Thursday, November 06, 2008

Why, Microsoft, Why?

So my Google toolbar just crashed IE yet again. Usually it works fine but every so often it freezes as I type stuff into it. Perhaps time to look into disabling auto-complete.

So I give Vista the three finger salute and up comes the task manager. And I tell it to kill Internet Explorer.

But instead of killing Internet Explorer, Vista waits a while and then up comes a dialog box to ask if I am sure I want to kill a running program. Well that is absolutely the only reason I ever use the kill process command in the task manager so yes I am. And then Vista waits a while and tells me that the program is not responding which again is something I already knew and is in fact the reason I am attempting to kill it.

Why can't the machine just do exactly what I tell it to? I want a process killed, I want it to be like Tony Soprano, I want that process whacked immediately, as in now.

Bringing up the task manager is the big hammer, I only ever use it after the close window command has failed. It really does not need a confirmation prompt.
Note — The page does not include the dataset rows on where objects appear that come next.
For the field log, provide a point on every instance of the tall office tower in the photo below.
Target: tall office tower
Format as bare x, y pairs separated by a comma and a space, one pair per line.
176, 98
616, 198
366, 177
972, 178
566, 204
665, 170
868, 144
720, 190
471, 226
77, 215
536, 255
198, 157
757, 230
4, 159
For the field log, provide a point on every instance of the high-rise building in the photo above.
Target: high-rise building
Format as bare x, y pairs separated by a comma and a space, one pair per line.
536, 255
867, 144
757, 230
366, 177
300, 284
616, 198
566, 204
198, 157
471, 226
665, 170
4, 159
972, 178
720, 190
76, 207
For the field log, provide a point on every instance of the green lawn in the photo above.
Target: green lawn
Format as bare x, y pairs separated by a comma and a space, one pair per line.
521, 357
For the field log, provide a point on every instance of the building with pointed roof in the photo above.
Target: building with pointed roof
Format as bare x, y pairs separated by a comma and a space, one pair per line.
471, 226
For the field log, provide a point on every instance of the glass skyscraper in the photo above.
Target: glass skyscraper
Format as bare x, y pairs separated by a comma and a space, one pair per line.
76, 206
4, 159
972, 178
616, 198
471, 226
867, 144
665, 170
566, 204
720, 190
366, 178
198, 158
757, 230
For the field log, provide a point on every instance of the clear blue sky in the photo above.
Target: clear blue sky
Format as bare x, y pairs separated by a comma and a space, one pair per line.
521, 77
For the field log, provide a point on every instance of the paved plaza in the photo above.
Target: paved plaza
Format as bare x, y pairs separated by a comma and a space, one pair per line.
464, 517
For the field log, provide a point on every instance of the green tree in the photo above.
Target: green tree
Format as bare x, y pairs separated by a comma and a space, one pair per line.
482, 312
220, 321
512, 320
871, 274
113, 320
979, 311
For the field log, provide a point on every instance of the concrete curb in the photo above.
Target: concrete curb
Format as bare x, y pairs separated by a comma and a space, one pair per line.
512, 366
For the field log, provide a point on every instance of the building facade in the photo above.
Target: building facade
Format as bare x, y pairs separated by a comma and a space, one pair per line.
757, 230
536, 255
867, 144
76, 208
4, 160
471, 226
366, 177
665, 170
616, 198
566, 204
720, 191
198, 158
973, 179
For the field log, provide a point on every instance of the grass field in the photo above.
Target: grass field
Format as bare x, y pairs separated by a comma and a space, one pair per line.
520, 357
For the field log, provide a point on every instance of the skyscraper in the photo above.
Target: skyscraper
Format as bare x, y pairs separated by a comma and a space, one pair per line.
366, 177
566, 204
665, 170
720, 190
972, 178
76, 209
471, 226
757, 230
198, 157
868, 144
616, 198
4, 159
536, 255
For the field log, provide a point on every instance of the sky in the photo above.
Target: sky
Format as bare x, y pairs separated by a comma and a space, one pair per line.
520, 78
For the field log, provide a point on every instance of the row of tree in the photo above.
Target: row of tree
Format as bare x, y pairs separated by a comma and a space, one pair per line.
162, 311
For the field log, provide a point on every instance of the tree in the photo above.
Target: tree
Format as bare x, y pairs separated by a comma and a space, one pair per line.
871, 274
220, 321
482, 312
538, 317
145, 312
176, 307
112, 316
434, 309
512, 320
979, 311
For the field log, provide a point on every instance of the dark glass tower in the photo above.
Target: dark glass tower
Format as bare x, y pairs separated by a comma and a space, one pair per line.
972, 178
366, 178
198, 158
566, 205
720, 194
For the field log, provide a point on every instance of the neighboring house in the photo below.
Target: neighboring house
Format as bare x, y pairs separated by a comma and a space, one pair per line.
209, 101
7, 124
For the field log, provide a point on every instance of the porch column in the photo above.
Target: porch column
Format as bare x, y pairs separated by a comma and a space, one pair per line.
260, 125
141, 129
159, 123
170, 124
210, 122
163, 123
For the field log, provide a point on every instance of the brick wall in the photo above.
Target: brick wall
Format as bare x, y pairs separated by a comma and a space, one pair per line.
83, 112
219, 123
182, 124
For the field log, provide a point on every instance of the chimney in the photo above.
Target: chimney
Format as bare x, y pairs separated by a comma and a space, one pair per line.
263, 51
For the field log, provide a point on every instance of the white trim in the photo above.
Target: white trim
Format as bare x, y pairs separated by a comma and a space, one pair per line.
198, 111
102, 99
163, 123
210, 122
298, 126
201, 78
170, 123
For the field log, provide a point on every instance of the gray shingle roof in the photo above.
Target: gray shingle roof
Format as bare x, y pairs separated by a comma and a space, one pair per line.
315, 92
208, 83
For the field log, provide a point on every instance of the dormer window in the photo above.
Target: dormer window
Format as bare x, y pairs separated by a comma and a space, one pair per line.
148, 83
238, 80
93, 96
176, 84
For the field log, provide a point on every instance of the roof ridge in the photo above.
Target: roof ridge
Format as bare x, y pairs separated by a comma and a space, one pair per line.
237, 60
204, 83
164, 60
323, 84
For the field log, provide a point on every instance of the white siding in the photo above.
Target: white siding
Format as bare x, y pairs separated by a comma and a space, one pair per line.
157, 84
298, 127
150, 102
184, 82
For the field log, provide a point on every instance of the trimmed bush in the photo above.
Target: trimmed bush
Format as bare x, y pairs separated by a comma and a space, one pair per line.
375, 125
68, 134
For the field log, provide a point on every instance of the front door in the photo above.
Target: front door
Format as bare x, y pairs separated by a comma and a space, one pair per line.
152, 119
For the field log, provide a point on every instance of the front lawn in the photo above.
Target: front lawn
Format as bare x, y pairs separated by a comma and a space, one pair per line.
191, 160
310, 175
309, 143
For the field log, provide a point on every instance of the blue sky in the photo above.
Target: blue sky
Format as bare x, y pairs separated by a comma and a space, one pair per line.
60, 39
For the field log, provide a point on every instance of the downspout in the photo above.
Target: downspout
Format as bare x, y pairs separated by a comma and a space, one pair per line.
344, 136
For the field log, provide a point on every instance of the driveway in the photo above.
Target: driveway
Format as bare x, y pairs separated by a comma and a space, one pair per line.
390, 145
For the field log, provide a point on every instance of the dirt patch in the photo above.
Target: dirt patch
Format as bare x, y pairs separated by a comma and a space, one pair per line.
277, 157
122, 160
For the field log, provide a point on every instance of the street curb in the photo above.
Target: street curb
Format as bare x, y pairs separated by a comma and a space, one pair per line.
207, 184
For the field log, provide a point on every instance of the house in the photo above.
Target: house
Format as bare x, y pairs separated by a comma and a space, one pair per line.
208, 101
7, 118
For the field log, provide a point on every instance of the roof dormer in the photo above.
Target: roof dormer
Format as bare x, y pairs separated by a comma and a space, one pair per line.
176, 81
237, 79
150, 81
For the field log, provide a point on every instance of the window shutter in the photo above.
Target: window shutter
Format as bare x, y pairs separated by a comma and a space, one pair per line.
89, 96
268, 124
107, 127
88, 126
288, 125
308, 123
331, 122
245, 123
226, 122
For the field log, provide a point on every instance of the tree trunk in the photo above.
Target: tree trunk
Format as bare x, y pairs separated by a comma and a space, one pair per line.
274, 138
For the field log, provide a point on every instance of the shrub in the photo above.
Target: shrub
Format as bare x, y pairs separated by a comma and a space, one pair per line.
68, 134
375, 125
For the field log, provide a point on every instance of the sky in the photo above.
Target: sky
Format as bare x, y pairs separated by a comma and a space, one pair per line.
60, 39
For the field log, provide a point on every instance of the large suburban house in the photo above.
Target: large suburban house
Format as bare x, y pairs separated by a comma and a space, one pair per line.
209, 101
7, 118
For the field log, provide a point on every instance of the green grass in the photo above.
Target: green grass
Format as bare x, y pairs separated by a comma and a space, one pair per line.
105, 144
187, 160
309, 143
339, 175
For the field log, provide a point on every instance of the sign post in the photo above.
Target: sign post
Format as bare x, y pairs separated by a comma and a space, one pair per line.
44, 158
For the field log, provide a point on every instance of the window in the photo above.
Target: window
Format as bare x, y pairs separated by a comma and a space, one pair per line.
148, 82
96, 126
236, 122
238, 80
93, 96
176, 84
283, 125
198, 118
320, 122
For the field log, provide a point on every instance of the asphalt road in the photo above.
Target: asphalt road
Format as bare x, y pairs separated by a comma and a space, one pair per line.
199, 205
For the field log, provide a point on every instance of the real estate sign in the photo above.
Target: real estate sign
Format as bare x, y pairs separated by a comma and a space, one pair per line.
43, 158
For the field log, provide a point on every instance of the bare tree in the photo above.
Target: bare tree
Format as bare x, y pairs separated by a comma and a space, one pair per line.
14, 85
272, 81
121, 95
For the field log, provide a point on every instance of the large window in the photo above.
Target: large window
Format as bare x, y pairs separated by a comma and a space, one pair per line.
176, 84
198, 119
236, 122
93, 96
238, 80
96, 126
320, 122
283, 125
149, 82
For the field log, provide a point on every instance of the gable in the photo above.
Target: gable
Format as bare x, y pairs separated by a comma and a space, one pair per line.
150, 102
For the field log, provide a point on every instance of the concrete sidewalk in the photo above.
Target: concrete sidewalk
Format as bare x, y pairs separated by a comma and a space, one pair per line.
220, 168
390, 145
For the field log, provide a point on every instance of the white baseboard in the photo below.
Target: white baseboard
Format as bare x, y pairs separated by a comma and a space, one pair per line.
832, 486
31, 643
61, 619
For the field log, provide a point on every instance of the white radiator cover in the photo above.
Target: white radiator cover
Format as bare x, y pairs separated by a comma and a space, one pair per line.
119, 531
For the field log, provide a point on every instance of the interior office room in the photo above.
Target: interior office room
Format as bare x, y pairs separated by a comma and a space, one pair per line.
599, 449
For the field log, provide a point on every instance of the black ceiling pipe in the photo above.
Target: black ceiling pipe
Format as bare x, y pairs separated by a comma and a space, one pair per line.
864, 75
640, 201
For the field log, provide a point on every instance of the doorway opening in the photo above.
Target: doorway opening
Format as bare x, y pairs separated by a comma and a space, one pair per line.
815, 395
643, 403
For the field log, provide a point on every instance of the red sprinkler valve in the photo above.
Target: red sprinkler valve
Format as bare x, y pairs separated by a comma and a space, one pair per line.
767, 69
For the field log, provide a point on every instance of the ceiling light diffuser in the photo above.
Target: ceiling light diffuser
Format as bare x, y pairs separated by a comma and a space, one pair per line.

But more importantly, why are we still stuck with the obsolete 1970s style file I/O interface which lets a process keep a file open for hours on the offchance that it might need to update it. File system operations should be atomic. It should be possible to pull the plug on a machione that has been sitting idle for several hours at any time. Instead, the shutdown process is frequently hung for long periods as some process (Adobe acrobat reader is a frequent offender) shuts itself down.

OS/X does not appear to be very much better in this regard. For some reason MacBooks stop shutting down the minute the cover is closed. So it is not possible to tell the machine to shut down, close the cover and pack it away. Instead you have to tell the machine to shut down and then wait for it. That is broken.